Tear down the wall obscuring the mural of Our Lady of Guadalupe, demanded Faithful United, a group of about 20 mostly middle-aged Latino men and women who marched Tuesday to the closed doors of the Catholic Archdiocese of Denver Chancery Building.
The group has been asking for restoration of the mural for more than a year, since the Rev. Benito Hernandez, a relatively new pastor of Denver’s Our Lady of Guadalupe Parish, constructed a wall in front of the depiction of Mary, mother of Jesus.
Hernandez said the parish council decided the painting “detracted from the central focus of the holy presence of the Blessed Sacrament in the altar.”
The mural is accessible for viewing behind the wall.
“The decision was not a denial of the mural’s value to the parish’s history or a rejection of the artist’s original intent,” he wrote.
However, the loss of the mural as sanctuary centerpiece after more than three decades was “a stab to the heart” of a community with pride in its Latino heritage and past history of social activism, said Faithful United organizer Mike Wilzoch.

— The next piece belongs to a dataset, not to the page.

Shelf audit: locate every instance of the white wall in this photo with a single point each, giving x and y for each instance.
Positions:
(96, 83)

The church was founded in 1936 to serve Denver’s Spanish-speaking Catholics.
“These guys are dead wrong, and they don’t have the humility to admit it,” said Wilzoch, an experienced community organizer and former parishioner of the north Denver church.
Our Lady of Guadalupe appeared to poor Juan Diego and delivered a message of peace in his native language, the group said in its letter to the archbishop. “And (her) telling the world that God does not speak only to the wealthy, who were treating Juan Diego and our ancestors with brutality, is a message that resonates today.”
Tuesday afternoon, Faithful United members were met outside by Monsignor Jorge de los Santos, the vicar for Hispanic Ministry, who told them: “I love you. I want to tell you I respect you a lot.”
But de los Santos said he could do nothing for them because the matter was decided by parish leadership and a majority of parishioners, not by the archbishop.
“We’ve just seen another wall,” Wilzoch said. “But we will continue our campaign until the wall comes down.”
Frank Castro, baptized in the church and a parishioner for 64 years, told de los Santos there hadn’t been a vote of parishioners or even minutes of a vote by the parish council.
“We will not go back to the days when we were expected to follow the church without question,” said Martha Urioste, an elder of the Guadalupana Society.
Other group members said this claim of a majority favoring mural removal was an attempt to divide the parish when most wanted its preservation.
Helen Giron-Mushfig, a visiting professor of Chicano studies at Metropolitan State College of Denver, said, “The church should not dictate to us how to worship.”